Important Note: Proving software was loaded correctly does not prove the software ran correctly. It only verifies the initial state.
3. Performance Monitoring and SLAs
The Challenge
Lunal runs application services (load balancers, API gateways, proxies) inside TEEs to maintain privacy guarantees. We need to monitor these services for operational health and SLA compliance without exposing customer request data or traffic patterns.
The Solution
ZK proofs verify service performance and SLA compliance with zero visibility into actual customer traffic.
Example: API Gateway Health Monitoring
Private Inputs:
- HTTP status codes per request
- Error logs
- Connection states
- Backend health checks
Public Outputs:
- Health score: 99.95%
- SLA compliance: yes
- Reporting period: 2024-01-15 to 2024-01-22
ZK Constraints:
5xx_error_rate < 0.1%
backend_availability > 99%
connection_success_rate > 99.5%
rate_limit_violations = 0
The proof confirms the gateway is healthy and meeting SLAs without revealing which endpoints were called, request payloads, or customer identifiers.
Example: Latency SLA Verification
Private Inputs:
- Request latencies (array of timestamps)
- Request types (GET, POST, etc.)
- Timestamp pairs (request_start, request_end)
Public Outputs:
- SLA status: COMPLIANT
- Reporting period: Week 3, January 2024
- Breach count: 0
ZK Constraints:
p95_latency < 100ms (SLA threshold)
p99_latency < 500ms (ceiling limit)
sample_size > 10,000 requests
Example: Percentile Calculation Without Data Exposure
Lunal calculates latency percentiles for internal performance improvements:
Private Inputs:
- Individual request latencies: [23ms, 45ms, 67ms, ...]
- Request count: 50,000
Public Outputs:
- p50: 45ms
- p95: 98ms
- p99: 234ms
ZK Proof:
Verifies correct percentile calculation without revealing:
- Individual request latencies
- Request patterns or distributions
- Traffic volume fluctuations
- Customer-specific performance characteristics
This allows Lunal to optimize platform performance while maintaining complete customer privacy.
Caveats and Limitations
Performance Constraints
Most ZK proofs cannot be used in the hot path of customer requests due to performance overhead.
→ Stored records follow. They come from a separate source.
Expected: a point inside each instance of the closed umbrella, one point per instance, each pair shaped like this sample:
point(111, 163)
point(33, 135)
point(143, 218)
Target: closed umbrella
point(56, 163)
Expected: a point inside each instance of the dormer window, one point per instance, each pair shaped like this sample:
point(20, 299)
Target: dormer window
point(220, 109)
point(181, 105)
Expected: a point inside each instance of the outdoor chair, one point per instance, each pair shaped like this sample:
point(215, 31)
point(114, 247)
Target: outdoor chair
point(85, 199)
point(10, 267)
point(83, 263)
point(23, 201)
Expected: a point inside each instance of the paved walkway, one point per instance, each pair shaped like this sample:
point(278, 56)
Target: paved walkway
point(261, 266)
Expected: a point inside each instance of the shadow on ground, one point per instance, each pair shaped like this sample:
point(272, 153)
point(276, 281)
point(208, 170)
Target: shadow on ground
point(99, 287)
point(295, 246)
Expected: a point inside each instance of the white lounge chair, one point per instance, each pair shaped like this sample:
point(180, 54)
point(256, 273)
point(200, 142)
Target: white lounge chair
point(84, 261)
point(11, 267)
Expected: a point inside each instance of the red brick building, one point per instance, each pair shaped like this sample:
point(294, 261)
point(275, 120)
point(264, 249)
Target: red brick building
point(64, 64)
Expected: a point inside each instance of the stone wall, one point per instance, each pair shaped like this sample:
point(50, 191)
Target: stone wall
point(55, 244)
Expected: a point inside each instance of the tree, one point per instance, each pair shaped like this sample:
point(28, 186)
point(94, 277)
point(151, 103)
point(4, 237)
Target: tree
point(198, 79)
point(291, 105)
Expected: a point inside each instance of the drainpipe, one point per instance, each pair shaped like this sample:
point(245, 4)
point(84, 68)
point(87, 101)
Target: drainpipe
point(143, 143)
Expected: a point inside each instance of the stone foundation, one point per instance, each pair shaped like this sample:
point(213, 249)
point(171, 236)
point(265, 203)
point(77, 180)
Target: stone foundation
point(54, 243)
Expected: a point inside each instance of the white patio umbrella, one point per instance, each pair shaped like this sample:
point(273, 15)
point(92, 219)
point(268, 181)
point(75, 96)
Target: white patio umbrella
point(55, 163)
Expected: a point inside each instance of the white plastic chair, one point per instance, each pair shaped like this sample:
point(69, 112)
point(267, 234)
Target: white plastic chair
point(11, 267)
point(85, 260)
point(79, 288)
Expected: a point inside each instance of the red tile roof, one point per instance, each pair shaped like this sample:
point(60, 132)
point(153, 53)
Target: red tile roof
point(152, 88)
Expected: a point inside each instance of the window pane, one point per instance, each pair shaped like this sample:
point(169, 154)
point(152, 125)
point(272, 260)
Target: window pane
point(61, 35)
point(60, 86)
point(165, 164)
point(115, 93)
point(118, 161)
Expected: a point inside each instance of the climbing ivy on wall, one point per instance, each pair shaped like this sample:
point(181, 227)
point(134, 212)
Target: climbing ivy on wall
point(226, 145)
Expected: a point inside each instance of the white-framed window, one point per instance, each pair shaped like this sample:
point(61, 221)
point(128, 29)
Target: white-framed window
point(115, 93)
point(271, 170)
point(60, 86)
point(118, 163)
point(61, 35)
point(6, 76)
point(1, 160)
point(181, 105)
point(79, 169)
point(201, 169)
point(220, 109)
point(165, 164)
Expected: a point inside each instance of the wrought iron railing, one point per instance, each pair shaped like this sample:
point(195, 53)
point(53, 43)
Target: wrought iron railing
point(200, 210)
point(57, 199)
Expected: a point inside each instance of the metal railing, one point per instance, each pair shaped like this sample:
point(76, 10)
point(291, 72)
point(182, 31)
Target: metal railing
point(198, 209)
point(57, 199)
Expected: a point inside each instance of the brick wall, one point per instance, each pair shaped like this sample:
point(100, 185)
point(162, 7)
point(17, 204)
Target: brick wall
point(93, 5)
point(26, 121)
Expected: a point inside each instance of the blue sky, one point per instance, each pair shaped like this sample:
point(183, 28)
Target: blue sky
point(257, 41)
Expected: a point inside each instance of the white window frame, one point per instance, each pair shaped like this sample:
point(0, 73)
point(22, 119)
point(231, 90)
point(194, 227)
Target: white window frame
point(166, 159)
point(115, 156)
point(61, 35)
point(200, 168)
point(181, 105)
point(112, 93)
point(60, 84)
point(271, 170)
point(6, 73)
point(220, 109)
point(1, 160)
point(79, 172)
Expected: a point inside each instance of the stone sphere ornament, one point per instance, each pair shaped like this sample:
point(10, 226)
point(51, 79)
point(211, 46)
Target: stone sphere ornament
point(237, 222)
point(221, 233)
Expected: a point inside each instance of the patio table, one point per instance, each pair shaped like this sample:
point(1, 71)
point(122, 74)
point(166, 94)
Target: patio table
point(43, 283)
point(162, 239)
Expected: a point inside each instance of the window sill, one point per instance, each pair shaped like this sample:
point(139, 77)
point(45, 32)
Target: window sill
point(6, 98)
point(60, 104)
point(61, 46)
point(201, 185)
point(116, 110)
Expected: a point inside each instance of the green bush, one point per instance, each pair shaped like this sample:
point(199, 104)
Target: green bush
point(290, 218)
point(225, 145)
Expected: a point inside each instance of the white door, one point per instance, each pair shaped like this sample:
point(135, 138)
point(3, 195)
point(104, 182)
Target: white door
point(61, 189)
All Lunal ZK use cases operate asynchronously and out-of-band from customer traffic. Therefore, Lunal's usage of ZK is limited to background processes where proving times on the order of magnitude of seconds are acceptable. The verification of such proofs take order of magnitude 10s of ms.
Arithmetic Circuit Limitations
ZK can only prove operations that can be represented as arithmetic circuits. This creates fundamental constraints on what we can verify.
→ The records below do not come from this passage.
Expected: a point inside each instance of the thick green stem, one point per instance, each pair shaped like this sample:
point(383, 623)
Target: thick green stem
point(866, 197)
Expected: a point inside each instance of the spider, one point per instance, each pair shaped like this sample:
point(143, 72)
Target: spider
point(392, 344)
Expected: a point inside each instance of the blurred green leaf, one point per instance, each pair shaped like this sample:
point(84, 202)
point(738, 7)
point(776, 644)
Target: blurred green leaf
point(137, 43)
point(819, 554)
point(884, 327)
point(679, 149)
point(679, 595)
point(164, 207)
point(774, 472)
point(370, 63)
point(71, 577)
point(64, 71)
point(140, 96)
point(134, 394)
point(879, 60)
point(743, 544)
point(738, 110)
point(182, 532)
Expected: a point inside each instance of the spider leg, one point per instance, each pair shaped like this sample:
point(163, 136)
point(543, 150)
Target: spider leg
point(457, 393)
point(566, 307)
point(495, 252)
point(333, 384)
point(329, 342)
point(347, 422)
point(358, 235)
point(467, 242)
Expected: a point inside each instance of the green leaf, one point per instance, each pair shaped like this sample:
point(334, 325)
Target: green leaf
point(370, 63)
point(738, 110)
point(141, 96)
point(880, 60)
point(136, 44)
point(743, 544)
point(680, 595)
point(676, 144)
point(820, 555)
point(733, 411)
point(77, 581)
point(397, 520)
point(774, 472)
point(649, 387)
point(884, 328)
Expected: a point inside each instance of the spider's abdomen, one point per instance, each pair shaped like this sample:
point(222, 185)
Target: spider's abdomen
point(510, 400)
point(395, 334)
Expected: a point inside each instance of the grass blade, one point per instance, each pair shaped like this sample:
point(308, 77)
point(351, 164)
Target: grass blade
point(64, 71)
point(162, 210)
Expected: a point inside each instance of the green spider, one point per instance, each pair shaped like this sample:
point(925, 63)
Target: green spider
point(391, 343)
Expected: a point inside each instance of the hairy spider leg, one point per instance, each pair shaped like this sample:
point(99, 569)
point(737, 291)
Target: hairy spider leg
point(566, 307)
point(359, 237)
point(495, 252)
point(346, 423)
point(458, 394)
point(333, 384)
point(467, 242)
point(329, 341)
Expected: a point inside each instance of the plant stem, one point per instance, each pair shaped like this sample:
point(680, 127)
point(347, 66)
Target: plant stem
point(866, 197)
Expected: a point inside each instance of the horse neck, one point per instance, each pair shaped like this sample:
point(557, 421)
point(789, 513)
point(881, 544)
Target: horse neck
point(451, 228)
System interactions that cannot be represented as arithmetic circuits:
- Syscalls: The actual syscall that returns CPU usage measurements
- Network operations: Socket creation, packet transmission
- File system I/O: Disk reads, writes, and operations
- Hardware modules: HSM operations, TPM interactions
In practice, this means Lunal's ZK proofs verify the processing and analysis of data rather than the collection of that data itself. Lunal can prove "given these CPU usage measurements, Lunal's autoscaling logic correctly determined scaling was needed" but cannot prove "these CPU usage measurements were collected correctly from the system." The data collection would still occur under the trust boundary of the TEE though, which provides acceptable guarantees.